Chengyu Wang, Isabella Bennett, Henry Scott, Liang Zhang, Mei Chen, Hao Li, Rui Zhao

TL;DR

MatDecompSDF addresses the challenging inverse rendering problem by jointly learning a neural SDF geometry, spatially varying PBR materials, and an environment lighting model, all within a differentiable rendering framework. It introduces physically grounded priors (eikonal, material smoothness, metallic sparsity) to stabilize decomposition and enable editable, relightable assets. The approach yields state-of-the-art geometric and material fidelity on synthetic data and strong relighting performance on real DTU data, while delivering meshes and texture maps ready for standard graphics pipelines. This work advances practical 3D content creation by providing accurate, editable reconstructions that support realistic relighting and material editing from multi-view imagery.

Abstract

We present MatDecompSDF, a novel framework for recovering high-fidelity 3D shapes and decomposing their physically-based material properties from multi-view images. The core challenge of inverse rendering lies in the ill-posed disentanglement of geometry, materials, and illumination from 2D observations. Our method addresses this by jointly optimizing three neural components: a neural Signed Distance Function (SDF) to represent complex geometry, a spatially-varying neural field for predicting PBR material parameters (albedo, roughness, metallic), and an MLP-based model for capturing unknown environmental lighting. The key to our approach is a physically-based differentiable rendering layer that connects these 3D properties to the input images, allowing for end-to-end optimization. We introduce a set of carefully designed physical priors and geometric regularizations, including a material smoothness loss and an Eikonal loss, to effectively constrain the problem and achieve robust decomposition. Extensive experiments on both synthetic and real-world datasets (e.g., DTU) demonstrate that MatDecompSDF surpasses state-of-the-art methods in geometric accuracy, material fidelity, and novel view synthesis. Crucially, our method produces editable and relightable assets that can be seamlessly integrated into standard graphics pipelines, validating its practical utility for digital content creation.

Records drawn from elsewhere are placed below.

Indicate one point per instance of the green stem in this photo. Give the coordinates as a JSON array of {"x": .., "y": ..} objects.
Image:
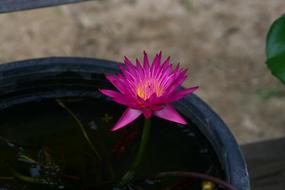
[
  {"x": 80, "y": 125},
  {"x": 139, "y": 156}
]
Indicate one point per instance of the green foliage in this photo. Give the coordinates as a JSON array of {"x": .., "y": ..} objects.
[{"x": 275, "y": 48}]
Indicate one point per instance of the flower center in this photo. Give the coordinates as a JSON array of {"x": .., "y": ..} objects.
[{"x": 147, "y": 88}]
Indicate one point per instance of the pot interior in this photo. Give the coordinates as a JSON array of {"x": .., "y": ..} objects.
[{"x": 42, "y": 147}]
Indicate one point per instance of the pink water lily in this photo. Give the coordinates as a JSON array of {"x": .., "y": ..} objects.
[{"x": 148, "y": 89}]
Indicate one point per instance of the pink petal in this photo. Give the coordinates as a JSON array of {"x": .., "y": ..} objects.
[
  {"x": 147, "y": 113},
  {"x": 110, "y": 93},
  {"x": 128, "y": 116},
  {"x": 145, "y": 61},
  {"x": 169, "y": 113},
  {"x": 180, "y": 94}
]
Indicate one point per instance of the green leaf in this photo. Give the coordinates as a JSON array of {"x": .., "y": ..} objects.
[{"x": 275, "y": 48}]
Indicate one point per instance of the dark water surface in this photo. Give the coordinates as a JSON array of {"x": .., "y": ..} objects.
[{"x": 42, "y": 147}]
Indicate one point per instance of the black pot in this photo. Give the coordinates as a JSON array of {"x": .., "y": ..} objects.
[{"x": 42, "y": 80}]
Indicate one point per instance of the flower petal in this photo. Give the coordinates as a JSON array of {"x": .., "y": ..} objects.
[
  {"x": 147, "y": 113},
  {"x": 169, "y": 113},
  {"x": 128, "y": 116},
  {"x": 110, "y": 93}
]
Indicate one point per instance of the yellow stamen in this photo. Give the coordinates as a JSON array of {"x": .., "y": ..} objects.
[{"x": 146, "y": 89}]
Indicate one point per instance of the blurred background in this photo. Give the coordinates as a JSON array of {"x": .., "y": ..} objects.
[{"x": 222, "y": 42}]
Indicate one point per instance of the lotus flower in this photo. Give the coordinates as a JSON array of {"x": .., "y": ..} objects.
[{"x": 148, "y": 89}]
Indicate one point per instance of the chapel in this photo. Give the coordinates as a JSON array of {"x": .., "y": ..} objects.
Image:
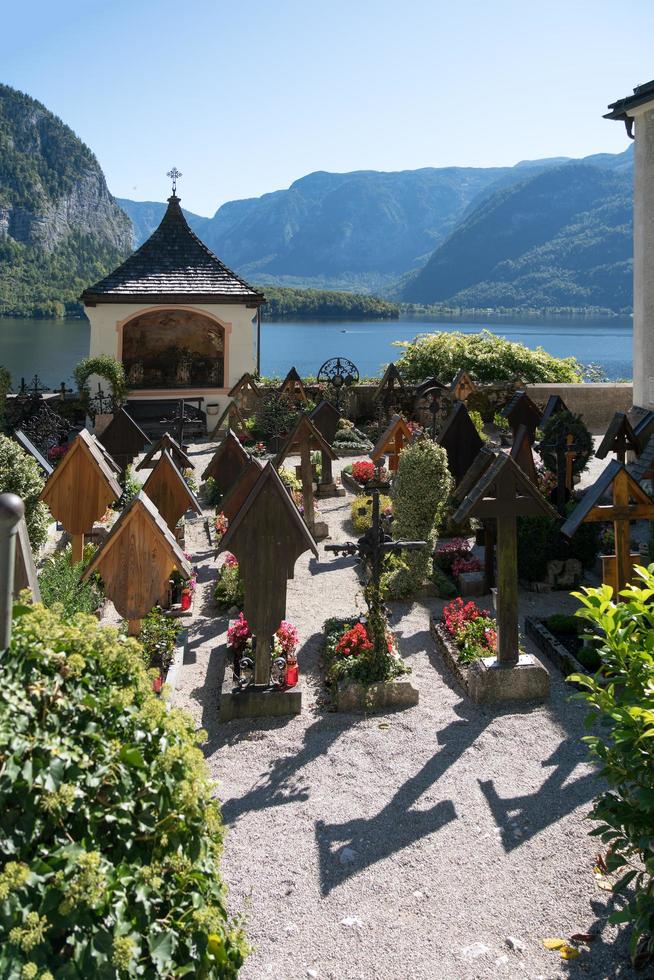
[{"x": 181, "y": 322}]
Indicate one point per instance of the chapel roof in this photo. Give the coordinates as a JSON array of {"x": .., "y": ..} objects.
[{"x": 173, "y": 265}]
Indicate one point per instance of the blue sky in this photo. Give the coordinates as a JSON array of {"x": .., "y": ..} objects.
[{"x": 246, "y": 97}]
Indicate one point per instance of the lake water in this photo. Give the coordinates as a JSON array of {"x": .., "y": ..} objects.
[{"x": 51, "y": 348}]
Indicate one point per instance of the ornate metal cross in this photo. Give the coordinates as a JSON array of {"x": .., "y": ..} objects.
[{"x": 174, "y": 174}]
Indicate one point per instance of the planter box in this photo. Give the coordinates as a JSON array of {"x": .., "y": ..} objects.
[
  {"x": 383, "y": 696},
  {"x": 548, "y": 644},
  {"x": 488, "y": 683}
]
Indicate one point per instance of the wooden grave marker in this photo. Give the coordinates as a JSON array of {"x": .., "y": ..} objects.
[
  {"x": 80, "y": 489},
  {"x": 462, "y": 386},
  {"x": 522, "y": 453},
  {"x": 35, "y": 453},
  {"x": 325, "y": 417},
  {"x": 136, "y": 561},
  {"x": 392, "y": 441},
  {"x": 521, "y": 410},
  {"x": 504, "y": 493},
  {"x": 169, "y": 491},
  {"x": 629, "y": 503},
  {"x": 267, "y": 536},
  {"x": 246, "y": 394},
  {"x": 227, "y": 462},
  {"x": 293, "y": 387},
  {"x": 619, "y": 439},
  {"x": 232, "y": 419},
  {"x": 124, "y": 439},
  {"x": 25, "y": 576},
  {"x": 182, "y": 461},
  {"x": 302, "y": 440},
  {"x": 460, "y": 440}
]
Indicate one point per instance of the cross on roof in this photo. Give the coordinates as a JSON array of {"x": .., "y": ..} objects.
[{"x": 174, "y": 174}]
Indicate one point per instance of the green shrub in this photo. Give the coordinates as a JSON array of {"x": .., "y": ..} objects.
[
  {"x": 361, "y": 511},
  {"x": 485, "y": 356},
  {"x": 622, "y": 713},
  {"x": 109, "y": 834},
  {"x": 158, "y": 636},
  {"x": 60, "y": 586},
  {"x": 20, "y": 473},
  {"x": 420, "y": 490}
]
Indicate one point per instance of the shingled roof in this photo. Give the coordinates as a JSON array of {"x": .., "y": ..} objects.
[{"x": 173, "y": 266}]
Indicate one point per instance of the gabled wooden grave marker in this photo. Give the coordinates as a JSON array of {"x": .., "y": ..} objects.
[
  {"x": 246, "y": 394},
  {"x": 302, "y": 440},
  {"x": 521, "y": 410},
  {"x": 629, "y": 503},
  {"x": 124, "y": 439},
  {"x": 504, "y": 493},
  {"x": 462, "y": 386},
  {"x": 232, "y": 419},
  {"x": 460, "y": 440},
  {"x": 619, "y": 439},
  {"x": 182, "y": 461},
  {"x": 392, "y": 441},
  {"x": 325, "y": 417},
  {"x": 227, "y": 463},
  {"x": 522, "y": 453},
  {"x": 136, "y": 561},
  {"x": 169, "y": 491},
  {"x": 267, "y": 536},
  {"x": 293, "y": 387},
  {"x": 80, "y": 490}
]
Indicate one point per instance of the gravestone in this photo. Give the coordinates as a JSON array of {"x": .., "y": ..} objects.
[
  {"x": 246, "y": 394},
  {"x": 227, "y": 463},
  {"x": 80, "y": 489},
  {"x": 522, "y": 453},
  {"x": 169, "y": 491},
  {"x": 521, "y": 410},
  {"x": 124, "y": 439},
  {"x": 325, "y": 417},
  {"x": 136, "y": 561},
  {"x": 232, "y": 419},
  {"x": 391, "y": 442},
  {"x": 302, "y": 440},
  {"x": 629, "y": 503},
  {"x": 166, "y": 442},
  {"x": 619, "y": 439},
  {"x": 267, "y": 536},
  {"x": 460, "y": 440},
  {"x": 503, "y": 494},
  {"x": 293, "y": 387}
]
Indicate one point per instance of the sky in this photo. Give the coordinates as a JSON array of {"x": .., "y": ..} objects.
[{"x": 246, "y": 97}]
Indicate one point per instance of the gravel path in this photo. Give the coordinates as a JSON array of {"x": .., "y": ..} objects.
[{"x": 444, "y": 841}]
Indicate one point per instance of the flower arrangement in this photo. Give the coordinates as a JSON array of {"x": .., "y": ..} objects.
[{"x": 471, "y": 628}]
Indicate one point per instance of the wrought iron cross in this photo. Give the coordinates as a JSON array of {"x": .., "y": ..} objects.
[{"x": 174, "y": 174}]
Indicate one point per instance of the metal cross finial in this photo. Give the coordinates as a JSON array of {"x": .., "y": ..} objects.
[{"x": 174, "y": 174}]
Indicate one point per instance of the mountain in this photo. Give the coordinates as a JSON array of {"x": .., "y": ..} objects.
[
  {"x": 60, "y": 228},
  {"x": 560, "y": 238}
]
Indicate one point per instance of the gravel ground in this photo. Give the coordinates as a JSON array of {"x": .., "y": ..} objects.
[{"x": 443, "y": 841}]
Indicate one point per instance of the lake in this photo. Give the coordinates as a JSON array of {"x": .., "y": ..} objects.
[{"x": 51, "y": 348}]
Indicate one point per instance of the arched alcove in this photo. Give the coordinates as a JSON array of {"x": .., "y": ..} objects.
[{"x": 173, "y": 349}]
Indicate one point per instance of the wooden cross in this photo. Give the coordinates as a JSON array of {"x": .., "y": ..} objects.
[
  {"x": 460, "y": 440},
  {"x": 80, "y": 489},
  {"x": 302, "y": 440},
  {"x": 630, "y": 503},
  {"x": 136, "y": 561},
  {"x": 267, "y": 536},
  {"x": 227, "y": 463},
  {"x": 392, "y": 442},
  {"x": 503, "y": 494},
  {"x": 169, "y": 491},
  {"x": 619, "y": 438}
]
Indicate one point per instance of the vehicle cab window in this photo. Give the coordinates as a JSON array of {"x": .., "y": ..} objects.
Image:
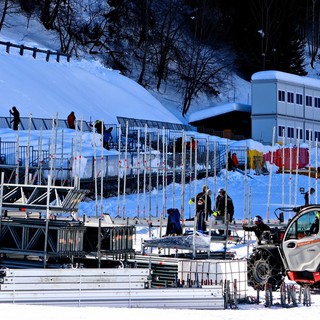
[{"x": 306, "y": 225}]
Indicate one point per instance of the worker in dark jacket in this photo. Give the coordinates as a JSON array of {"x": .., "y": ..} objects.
[
  {"x": 220, "y": 212},
  {"x": 258, "y": 228},
  {"x": 203, "y": 207},
  {"x": 16, "y": 118}
]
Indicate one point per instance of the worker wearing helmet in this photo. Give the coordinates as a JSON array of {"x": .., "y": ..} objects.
[
  {"x": 315, "y": 226},
  {"x": 258, "y": 228}
]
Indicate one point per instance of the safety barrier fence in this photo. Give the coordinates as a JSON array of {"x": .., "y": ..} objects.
[{"x": 126, "y": 287}]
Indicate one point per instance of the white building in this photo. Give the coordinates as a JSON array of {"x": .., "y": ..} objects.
[{"x": 288, "y": 103}]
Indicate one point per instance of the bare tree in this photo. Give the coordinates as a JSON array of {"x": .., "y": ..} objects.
[
  {"x": 313, "y": 29},
  {"x": 200, "y": 70},
  {"x": 169, "y": 29},
  {"x": 4, "y": 12}
]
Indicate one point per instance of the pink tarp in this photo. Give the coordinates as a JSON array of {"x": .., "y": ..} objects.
[{"x": 281, "y": 158}]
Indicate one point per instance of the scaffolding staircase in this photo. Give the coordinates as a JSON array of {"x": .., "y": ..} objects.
[{"x": 25, "y": 197}]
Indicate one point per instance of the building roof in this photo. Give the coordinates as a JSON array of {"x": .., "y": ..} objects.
[
  {"x": 287, "y": 77},
  {"x": 218, "y": 110}
]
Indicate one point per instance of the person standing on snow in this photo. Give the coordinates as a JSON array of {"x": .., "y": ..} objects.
[
  {"x": 16, "y": 118},
  {"x": 203, "y": 207},
  {"x": 71, "y": 120},
  {"x": 235, "y": 160},
  {"x": 107, "y": 137}
]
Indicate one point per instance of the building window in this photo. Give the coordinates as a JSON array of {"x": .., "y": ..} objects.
[
  {"x": 309, "y": 101},
  {"x": 308, "y": 135},
  {"x": 299, "y": 133},
  {"x": 281, "y": 131},
  {"x": 281, "y": 95},
  {"x": 290, "y": 132},
  {"x": 298, "y": 98},
  {"x": 290, "y": 97}
]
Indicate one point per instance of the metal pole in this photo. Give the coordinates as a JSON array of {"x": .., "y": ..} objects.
[
  {"x": 270, "y": 175},
  {"x": 27, "y": 159},
  {"x": 297, "y": 171},
  {"x": 138, "y": 174},
  {"x": 283, "y": 162},
  {"x": 47, "y": 222}
]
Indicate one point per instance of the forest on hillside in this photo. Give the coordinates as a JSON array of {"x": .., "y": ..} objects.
[{"x": 193, "y": 44}]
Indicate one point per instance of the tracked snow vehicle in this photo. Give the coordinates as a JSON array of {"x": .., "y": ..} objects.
[{"x": 292, "y": 251}]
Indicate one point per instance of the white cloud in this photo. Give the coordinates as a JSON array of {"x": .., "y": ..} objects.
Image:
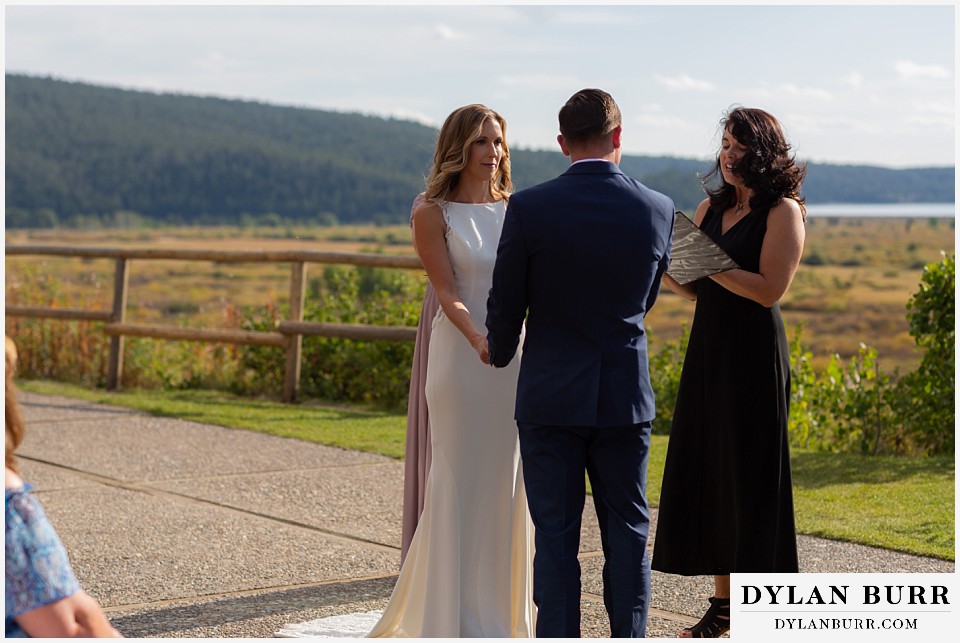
[
  {"x": 684, "y": 83},
  {"x": 540, "y": 81},
  {"x": 449, "y": 33},
  {"x": 854, "y": 79},
  {"x": 805, "y": 92},
  {"x": 215, "y": 63},
  {"x": 909, "y": 69}
]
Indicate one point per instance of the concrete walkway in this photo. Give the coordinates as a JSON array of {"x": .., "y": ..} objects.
[{"x": 182, "y": 529}]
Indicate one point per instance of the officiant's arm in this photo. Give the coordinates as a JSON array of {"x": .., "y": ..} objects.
[
  {"x": 429, "y": 233},
  {"x": 779, "y": 258}
]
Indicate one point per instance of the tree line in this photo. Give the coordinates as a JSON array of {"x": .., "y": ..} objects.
[{"x": 79, "y": 154}]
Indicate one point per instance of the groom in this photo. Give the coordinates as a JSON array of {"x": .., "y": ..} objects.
[{"x": 581, "y": 257}]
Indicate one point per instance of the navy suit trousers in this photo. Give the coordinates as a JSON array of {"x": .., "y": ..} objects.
[{"x": 615, "y": 459}]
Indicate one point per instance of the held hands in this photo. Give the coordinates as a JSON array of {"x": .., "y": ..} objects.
[{"x": 479, "y": 344}]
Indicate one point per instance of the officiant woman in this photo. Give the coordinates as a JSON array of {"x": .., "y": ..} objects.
[{"x": 726, "y": 504}]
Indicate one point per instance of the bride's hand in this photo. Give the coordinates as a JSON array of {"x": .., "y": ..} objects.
[{"x": 480, "y": 345}]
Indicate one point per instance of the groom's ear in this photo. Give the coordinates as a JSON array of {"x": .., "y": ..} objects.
[{"x": 616, "y": 136}]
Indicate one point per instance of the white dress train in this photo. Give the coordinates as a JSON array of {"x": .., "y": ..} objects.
[{"x": 468, "y": 572}]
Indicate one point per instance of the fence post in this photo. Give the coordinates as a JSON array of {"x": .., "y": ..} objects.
[
  {"x": 117, "y": 316},
  {"x": 291, "y": 378}
]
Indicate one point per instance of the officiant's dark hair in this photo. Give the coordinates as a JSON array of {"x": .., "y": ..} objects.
[
  {"x": 588, "y": 115},
  {"x": 768, "y": 168}
]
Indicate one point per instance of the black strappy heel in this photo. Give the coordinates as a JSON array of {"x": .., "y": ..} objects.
[{"x": 715, "y": 622}]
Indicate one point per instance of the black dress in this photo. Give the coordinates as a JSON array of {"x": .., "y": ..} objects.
[{"x": 726, "y": 503}]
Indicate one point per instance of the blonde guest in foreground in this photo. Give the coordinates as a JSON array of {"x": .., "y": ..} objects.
[{"x": 43, "y": 597}]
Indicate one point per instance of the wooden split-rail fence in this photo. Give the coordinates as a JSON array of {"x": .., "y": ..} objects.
[{"x": 288, "y": 335}]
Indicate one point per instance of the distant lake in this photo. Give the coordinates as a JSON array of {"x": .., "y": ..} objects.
[{"x": 947, "y": 210}]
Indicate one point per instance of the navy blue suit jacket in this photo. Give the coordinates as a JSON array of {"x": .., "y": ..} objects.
[{"x": 580, "y": 257}]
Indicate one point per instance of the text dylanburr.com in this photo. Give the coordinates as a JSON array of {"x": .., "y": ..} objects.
[{"x": 848, "y": 607}]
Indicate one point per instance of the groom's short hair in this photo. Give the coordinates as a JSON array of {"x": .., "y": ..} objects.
[{"x": 588, "y": 115}]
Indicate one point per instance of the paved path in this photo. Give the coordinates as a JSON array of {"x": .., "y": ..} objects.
[{"x": 190, "y": 530}]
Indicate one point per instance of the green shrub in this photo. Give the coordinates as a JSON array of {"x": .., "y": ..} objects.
[{"x": 926, "y": 396}]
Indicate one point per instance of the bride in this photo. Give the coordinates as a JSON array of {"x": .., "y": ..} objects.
[{"x": 468, "y": 571}]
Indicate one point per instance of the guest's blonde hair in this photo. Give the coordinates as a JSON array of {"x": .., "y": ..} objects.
[
  {"x": 14, "y": 421},
  {"x": 457, "y": 134}
]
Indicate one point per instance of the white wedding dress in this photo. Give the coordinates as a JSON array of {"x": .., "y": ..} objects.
[{"x": 468, "y": 572}]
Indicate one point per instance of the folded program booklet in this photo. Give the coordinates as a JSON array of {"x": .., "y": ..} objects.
[{"x": 695, "y": 255}]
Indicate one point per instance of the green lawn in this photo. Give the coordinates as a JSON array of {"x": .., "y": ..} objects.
[{"x": 900, "y": 503}]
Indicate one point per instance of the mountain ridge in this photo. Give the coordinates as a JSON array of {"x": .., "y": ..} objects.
[{"x": 76, "y": 149}]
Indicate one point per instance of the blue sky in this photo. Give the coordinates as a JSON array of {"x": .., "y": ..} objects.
[{"x": 868, "y": 84}]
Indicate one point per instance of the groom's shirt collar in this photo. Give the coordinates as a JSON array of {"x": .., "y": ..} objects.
[{"x": 587, "y": 161}]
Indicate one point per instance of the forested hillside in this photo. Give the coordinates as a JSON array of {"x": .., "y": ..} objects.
[{"x": 82, "y": 153}]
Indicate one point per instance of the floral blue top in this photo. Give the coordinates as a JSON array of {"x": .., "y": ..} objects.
[{"x": 38, "y": 572}]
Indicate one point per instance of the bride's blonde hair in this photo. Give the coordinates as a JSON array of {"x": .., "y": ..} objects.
[{"x": 459, "y": 131}]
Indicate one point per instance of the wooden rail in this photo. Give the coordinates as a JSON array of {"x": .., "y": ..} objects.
[{"x": 289, "y": 333}]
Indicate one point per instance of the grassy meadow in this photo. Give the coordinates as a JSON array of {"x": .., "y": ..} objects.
[{"x": 856, "y": 277}]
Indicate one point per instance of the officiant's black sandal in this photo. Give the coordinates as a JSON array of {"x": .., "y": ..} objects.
[{"x": 714, "y": 623}]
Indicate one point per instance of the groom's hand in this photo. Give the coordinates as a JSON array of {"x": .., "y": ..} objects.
[{"x": 483, "y": 350}]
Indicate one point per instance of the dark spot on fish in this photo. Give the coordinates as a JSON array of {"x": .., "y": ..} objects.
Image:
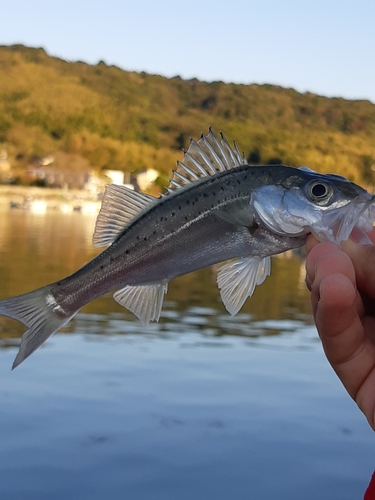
[{"x": 252, "y": 229}]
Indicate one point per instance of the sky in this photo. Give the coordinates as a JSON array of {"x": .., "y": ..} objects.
[{"x": 321, "y": 46}]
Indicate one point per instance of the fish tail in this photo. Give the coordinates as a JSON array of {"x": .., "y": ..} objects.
[{"x": 40, "y": 313}]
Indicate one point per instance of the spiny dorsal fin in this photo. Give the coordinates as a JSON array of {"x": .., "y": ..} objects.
[
  {"x": 206, "y": 157},
  {"x": 144, "y": 301},
  {"x": 119, "y": 206},
  {"x": 237, "y": 280}
]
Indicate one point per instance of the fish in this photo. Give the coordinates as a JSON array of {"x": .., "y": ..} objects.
[{"x": 216, "y": 210}]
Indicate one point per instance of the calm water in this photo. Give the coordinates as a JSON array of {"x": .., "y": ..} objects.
[{"x": 198, "y": 406}]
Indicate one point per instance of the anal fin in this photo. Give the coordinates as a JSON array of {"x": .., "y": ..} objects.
[
  {"x": 145, "y": 301},
  {"x": 237, "y": 280}
]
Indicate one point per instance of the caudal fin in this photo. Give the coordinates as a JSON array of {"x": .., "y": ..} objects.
[{"x": 40, "y": 313}]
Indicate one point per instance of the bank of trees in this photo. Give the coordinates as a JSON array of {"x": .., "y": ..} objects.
[{"x": 130, "y": 121}]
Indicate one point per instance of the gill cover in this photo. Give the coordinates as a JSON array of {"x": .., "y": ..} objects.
[{"x": 289, "y": 211}]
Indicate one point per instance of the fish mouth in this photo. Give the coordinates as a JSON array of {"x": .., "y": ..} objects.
[{"x": 336, "y": 225}]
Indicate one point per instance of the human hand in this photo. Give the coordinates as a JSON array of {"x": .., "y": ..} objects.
[{"x": 342, "y": 285}]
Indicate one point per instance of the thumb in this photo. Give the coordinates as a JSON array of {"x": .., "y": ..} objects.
[{"x": 363, "y": 259}]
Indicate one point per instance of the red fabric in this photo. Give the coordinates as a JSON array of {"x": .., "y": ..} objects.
[{"x": 370, "y": 492}]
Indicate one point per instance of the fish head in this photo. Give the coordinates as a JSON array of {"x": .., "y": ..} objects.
[{"x": 327, "y": 205}]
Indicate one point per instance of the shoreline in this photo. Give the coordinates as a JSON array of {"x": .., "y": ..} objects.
[{"x": 38, "y": 199}]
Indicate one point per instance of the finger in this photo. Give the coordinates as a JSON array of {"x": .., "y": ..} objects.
[
  {"x": 347, "y": 348},
  {"x": 333, "y": 254},
  {"x": 363, "y": 258},
  {"x": 330, "y": 260}
]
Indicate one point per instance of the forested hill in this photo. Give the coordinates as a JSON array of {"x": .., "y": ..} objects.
[{"x": 110, "y": 118}]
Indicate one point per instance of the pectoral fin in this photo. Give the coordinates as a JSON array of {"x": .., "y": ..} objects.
[
  {"x": 119, "y": 206},
  {"x": 144, "y": 301},
  {"x": 238, "y": 279}
]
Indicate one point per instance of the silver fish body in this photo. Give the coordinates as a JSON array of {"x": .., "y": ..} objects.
[{"x": 217, "y": 208}]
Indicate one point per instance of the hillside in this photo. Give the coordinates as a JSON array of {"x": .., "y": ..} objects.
[{"x": 110, "y": 118}]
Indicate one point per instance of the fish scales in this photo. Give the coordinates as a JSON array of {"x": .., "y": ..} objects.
[
  {"x": 151, "y": 248},
  {"x": 217, "y": 209}
]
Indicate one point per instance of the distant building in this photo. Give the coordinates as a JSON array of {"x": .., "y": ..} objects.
[
  {"x": 116, "y": 176},
  {"x": 4, "y": 163}
]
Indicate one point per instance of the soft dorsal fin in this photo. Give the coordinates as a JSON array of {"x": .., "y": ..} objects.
[
  {"x": 206, "y": 157},
  {"x": 119, "y": 206},
  {"x": 145, "y": 301},
  {"x": 237, "y": 280}
]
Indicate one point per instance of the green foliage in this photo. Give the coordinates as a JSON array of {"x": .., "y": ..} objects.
[{"x": 124, "y": 120}]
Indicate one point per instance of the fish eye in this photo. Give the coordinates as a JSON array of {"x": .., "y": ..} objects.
[{"x": 320, "y": 193}]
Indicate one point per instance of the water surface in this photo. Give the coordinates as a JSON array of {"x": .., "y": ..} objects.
[{"x": 200, "y": 405}]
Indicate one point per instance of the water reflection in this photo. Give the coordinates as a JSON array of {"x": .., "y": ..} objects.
[
  {"x": 199, "y": 405},
  {"x": 36, "y": 249}
]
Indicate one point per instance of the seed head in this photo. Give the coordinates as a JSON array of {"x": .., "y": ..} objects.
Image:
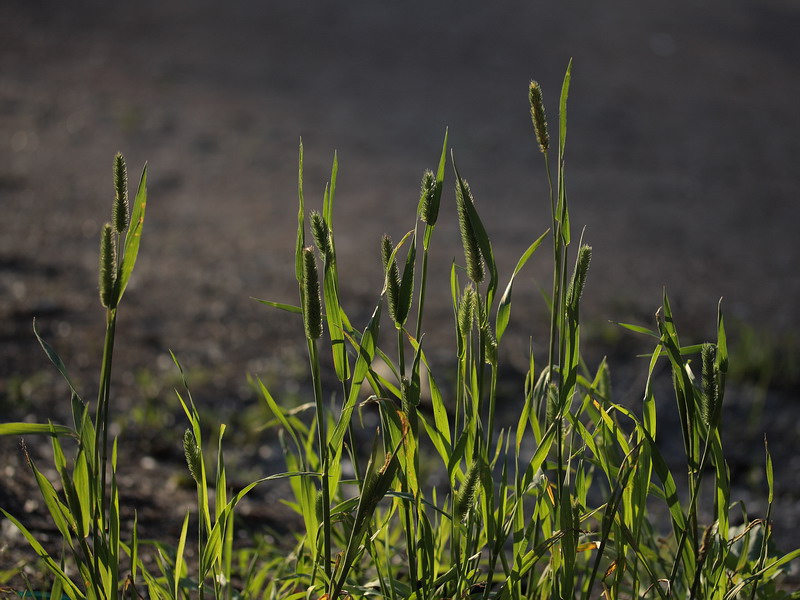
[
  {"x": 466, "y": 495},
  {"x": 710, "y": 395},
  {"x": 579, "y": 277},
  {"x": 430, "y": 195},
  {"x": 319, "y": 229},
  {"x": 392, "y": 274},
  {"x": 108, "y": 267},
  {"x": 538, "y": 116},
  {"x": 312, "y": 305},
  {"x": 472, "y": 251},
  {"x": 192, "y": 453},
  {"x": 119, "y": 213}
]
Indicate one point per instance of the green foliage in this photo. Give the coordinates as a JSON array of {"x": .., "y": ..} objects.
[{"x": 563, "y": 504}]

MatDecompSDF: High-Fidelity 3D Shape and PBR Material Decomposition from Multi-View Images

TL;DR

MatDecompSDF addresses the challenging inverse rendering problem by jointly learning a neural SDF geometry, spatially varying PBR materials, and an environment lighting model, all within a differentiable rendering framework. It introduces physically grounded priors (eikonal, material smoothness, metallic sparsity) to stabilize decomposition and enable editable, relightable assets. The approach yields state-of-the-art geometric and material fidelity on synthetic data and strong relighting performance on real DTU data, while delivering meshes and texture maps ready for standard graphics pipelines. This work advances practical 3D content creation by providing accurate, editable reconstructions that support realistic relighting and material editing from multi-view imagery.

Abstract

We present MatDecompSDF, a novel framework for recovering high-fidelity 3D shapes and decomposing their physically-based material properties from multi-view images. The core challenge of inverse rendering lies in the ill-posed disentanglement of geometry, materials, and illumination from 2D observations. Our method addresses this by jointly optimizing three neural components: a neural Signed Distance Function (SDF) to represent complex geometry, a spatially-varying neural field for predicting PBR material parameters (albedo, roughness, metallic), and an MLP-based model for capturing unknown environmental lighting. The key to our approach is a physically-based differentiable rendering layer that connects these 3D properties to the input images, allowing for end-to-end optimization. We introduce a set of carefully designed physical priors and geometric regularizations, including a material smoothness loss and an Eikonal loss, to effectively constrain the problem and achieve robust decomposition. Extensive experiments on both synthetic and real-world datasets (e.g., DTU) demonstrate that MatDecompSDF surpasses state-of-the-art methods in geometric accuracy, material fidelity, and novel view synthesis. Crucially, our method produces editable and relightable assets that can be seamlessly integrated into standard graphics pipelines, validating its practical utility for digital content creation.

Paper Structure

This paper contains 45 sections, 7 equations, 4 figures, 3 tables, 1 algorithm.

Figures (4)

  • Figure 1: An overview of our proposed MatDecompSDF framework. Given multi-view images, we jointly optimize a geometry network ($f_{geo}$), a material network ($f_{mat}$), and a lighting network ($f_{light}$). A key component is our differentiable PBR volume renderer, which computes pixel colors based on the predicted geometry, materials, and lighting. The photometric loss between the rendered and ground-truth images, along with several regularization terms, drives the optimization to disentangle these three components.
  • Figure 2: Qualitative comparison of PBR material decomposition on the synthetic dataset. From top to bottom: Ground Truth, our MatDecompSDF, NVDIFFREC munkberg2022nvdiffrec, and Mat-NeuS zhang2022matneus. From left to right: Albedo, Roughness, and Metallic maps. Our method produces significantly cleaner albedo maps, free from the lighting and shadow artifacts present in the baselines, and more accurately recovers roughness and metallic properties.
  • Figure 3: Qualitative results on the DTU dataset and demonstration of relighting and editing capabilities. (a) Geometric reconstruction comparison, where our method captures finer details than the baseline. (b) Our reconstructed asset rendered under two novel lighting environments (a warm point light and a cool HDR map), exhibiting physically plausible shading. (c) Material editing demonstration: we modify the albedo map (center) and re-render the object (right), showing the correct appearance update.
  • Figure 4: Limitations and failure cases of our method. (Top) For highly transparent objects like glass, our framework fails to model light transport correctly, resulting in a distorted, opaque reconstruction. (Bottom) For materials with strong anisotropic reflectance like brushed metal, our PBR model cannot capture the direction-dependent highlights, leading to a blurry and inaccurate appearance.